Uma parcela considerável da sociedade faz de conta que vive o melhor dos sonhos, porquanto apenas tenha migrado de um setor agrário empobrecido para um centro urbano industrializado. Um pé na terra e outro nas nuvens, sem a menor percepção do que seja vida digna. Ou seja, o simples fato de fugir da miséria rural para a comiseração urbana já representa um salto a comemorar.

O pesadelo desses pobres migrantes começa logo nos primeiros dias, com a discriminação a que não estavam acostumados. Discriminação por etnia, religião, profissão e classe social. Se na zona rural essas pessoas tinham uma identidade, mínima que fosse, nos centros urbanos elas não passam de números no cenário de uma urbanização criminosa, surgida pela inépcia dos governantes e agravada pela discriminação contra negros, pobres e analfabetos.

A exclusão dos trabalhadores braçais pelo setor agrário não é uma manobra empresarial, mas uma constatação do uso cada vez maior de máquinas e equipamentos de tecnologia, que substituem a mão de obra tradicional e provocam o êxodo rural. Daí a ocorrência lastimável da urbanização criminosa, que reverbera a partir do crescimento da pobreza urbana, que, por sua vez, não conta com serviços públicos essenciais e passa a ser estigmatizada pela sociedade da abundância, principalmente por ser vista como contraditória e paradoxal.

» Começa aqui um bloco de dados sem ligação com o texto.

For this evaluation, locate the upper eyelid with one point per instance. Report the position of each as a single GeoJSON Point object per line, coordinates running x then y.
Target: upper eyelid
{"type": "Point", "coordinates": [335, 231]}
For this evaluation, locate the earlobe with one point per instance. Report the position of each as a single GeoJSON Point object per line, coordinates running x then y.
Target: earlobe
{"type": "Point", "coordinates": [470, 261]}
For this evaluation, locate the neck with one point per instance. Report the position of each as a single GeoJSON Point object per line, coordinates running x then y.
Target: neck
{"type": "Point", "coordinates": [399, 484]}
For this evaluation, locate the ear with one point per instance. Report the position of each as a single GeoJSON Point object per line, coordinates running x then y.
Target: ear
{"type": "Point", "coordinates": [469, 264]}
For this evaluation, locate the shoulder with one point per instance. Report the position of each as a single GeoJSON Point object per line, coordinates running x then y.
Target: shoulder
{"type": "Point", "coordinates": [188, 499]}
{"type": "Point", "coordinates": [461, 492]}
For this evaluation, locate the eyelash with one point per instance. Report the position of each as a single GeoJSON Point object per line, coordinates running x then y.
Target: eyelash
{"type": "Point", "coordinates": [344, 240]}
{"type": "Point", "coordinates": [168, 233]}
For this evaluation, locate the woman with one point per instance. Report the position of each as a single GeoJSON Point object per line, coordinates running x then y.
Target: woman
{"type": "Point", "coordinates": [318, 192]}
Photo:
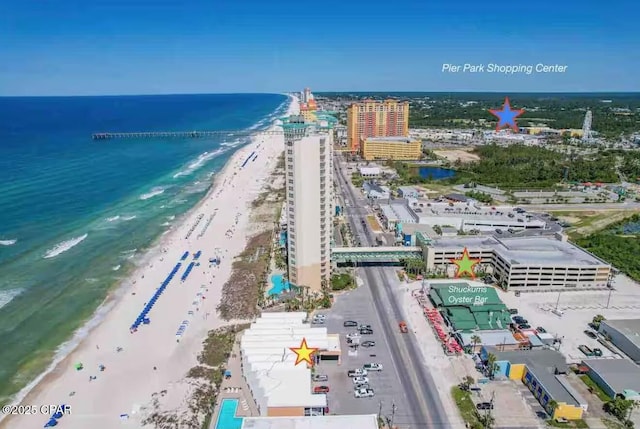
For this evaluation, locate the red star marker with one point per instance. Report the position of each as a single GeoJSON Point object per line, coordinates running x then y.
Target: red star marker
{"type": "Point", "coordinates": [304, 353]}
{"type": "Point", "coordinates": [465, 264]}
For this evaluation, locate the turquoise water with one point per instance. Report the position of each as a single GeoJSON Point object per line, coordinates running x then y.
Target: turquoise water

A urbanização criminosa não se trata de uma questão de culpa deste ou daquele pobre coitado que foi expulso da área rural por falta de opção, mas de culpa coletiva, de uma sociedade contemporânea consumista, que demanda grande produção industrial e gera concentração de renda, graças ao monopólio de bens econômicos e sociais. O fluxo populacional estabelecido do campo para os subúrbios dos grandes centros acaba por tornar crítica essa triste realidade.

Nem sempre a expansão das favelas se deve à evasão rural, mas passa pelas causas subjacentes da dependência estatal, deteriorando as relações de origem e contribuindo para a mutação dos indivíduos. A maioria quer morar na metrópole, disputar o asfalto, respirar o ar poluído e viver de um trabalho casual. A qualidade de vida não existe.

 A desigualdade social acaba por inflar as ocorrências policiais, diante de uma estatística estarrecedora de violência que mostra a fragilidade da urbanização criminosa e lota as grandes cidades com pessoas sem perspectivas de bom emprego, salário digno ou carteira assinada. Isso, sem mencionar a insuficiência sistemática de saúde, educação, transporte, moradia e segurança, que ficam longe do alcance da periferia, cuja condição de empobrecimento se agrava na medida em que o desenvolvimento econômico se torna seletivo e desumano.

A solução inicial é equipar as pequenas cidades, financiar a produção agrícola familiar e oferecer condições básicas de prosperidade ao homem do campo para que ele fuja dessa urbanização criminosa.

Wilson Campos (Advogado/Presidente da Comissão de Defesa da Cidadania e dos Interesses Coletivos da Sociedade, da OAB/MG).  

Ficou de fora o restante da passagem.